Den Mandanten war das völlig gleichgültig. Sie wollten jemanden, der ihnen zuhörte, und das war ich. Die Liste wurde länger und umfasste schließlich siebzehn Namen. Die Beratung dauerte vier Stunden. Ich vergaß den bevorstehenden Kampf mit Drake & Sweeney. Ich vergaß Claire, auch wenn mir das traurigerweise leichter fiel. Ich vergaß sogar Hector Palma und meine Reise nach Chicago.
Doch Ruby Simon konnte ich nicht vergessen. Irgendwie musste ich bei jedem neuen Mandanten an sie denken. Ich machte mir keine Sorgen um ihre Sicherheit -
sie hatte auf der Straße länger überlebt, als ich es gekonnt hätte. Aber warum hatte sie ein sauberes Hotelzimmer mit Bad und Fernseher zugunsten eines schrottreifen Wagens verlassen?
Weil sie süchtig war - das war die naheliegende und unvermeidliche Antwort.
Crack war der Magnet, der sie zurück auf die Straße zog.
Wenn ich sie nicht einmal dazu bewegen konnte, drei Nächte in einem Vorortmotel zu bleiben, wie sollte ich ihr dann helfen, von der Droge loszukommen?
Die Entscheidung lag nicht bei mir.
Am späten Nachmittag bekam ich einen Anruf von meinem älteren Bruder Warner. Er sei ganz unvorhergesehenerweise in der Stadt und hätte mich früher angerufen, leider aber meine neue Nummer nicht gleich herausfinden können. Ob wir uns zum Abendessen treffen könnten? Er wolle mich einladen, sagte er, bevor ich antworten konnte; er habe von einem tollen neuen Restaurant namens Danny O
gehört. Ein Freund habe vor einer Woche dort gegessen und sei begeistert gewesen. Ich hatte schon seit langer Zeit nicht mehr an teures Essen gedacht.
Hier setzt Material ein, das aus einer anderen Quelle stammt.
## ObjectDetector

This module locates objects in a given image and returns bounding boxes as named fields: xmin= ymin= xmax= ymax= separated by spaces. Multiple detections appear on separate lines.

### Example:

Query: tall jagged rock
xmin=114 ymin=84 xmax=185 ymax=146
Ich war mit Danny O einverstanden. Es war in, laut, überteuert und auf traurige Weise typisch.
Noch lange nach dem Gespräch starrte ich gedankenverloren auf das Telefon.
Eigentlich wollte ich mich nicht mit Warner treffen, weil ich nicht hören wollte, was er zu sagen hatte. Er war sicher nicht geschäftlich in der Stadt, auch wenn das ungefähr einmal im Jahr der Fall war. Ich war ziemlich sicher, dass meine Eltern ihn geschickt hatten. Sie saßen in Memphis und trauerten über eine weitere Scheidung und die Tatsache, dass ich von der Karriereleiter gefallen war. Jemand musste nach mir sehen. Und dieser Jemand war immer Warner.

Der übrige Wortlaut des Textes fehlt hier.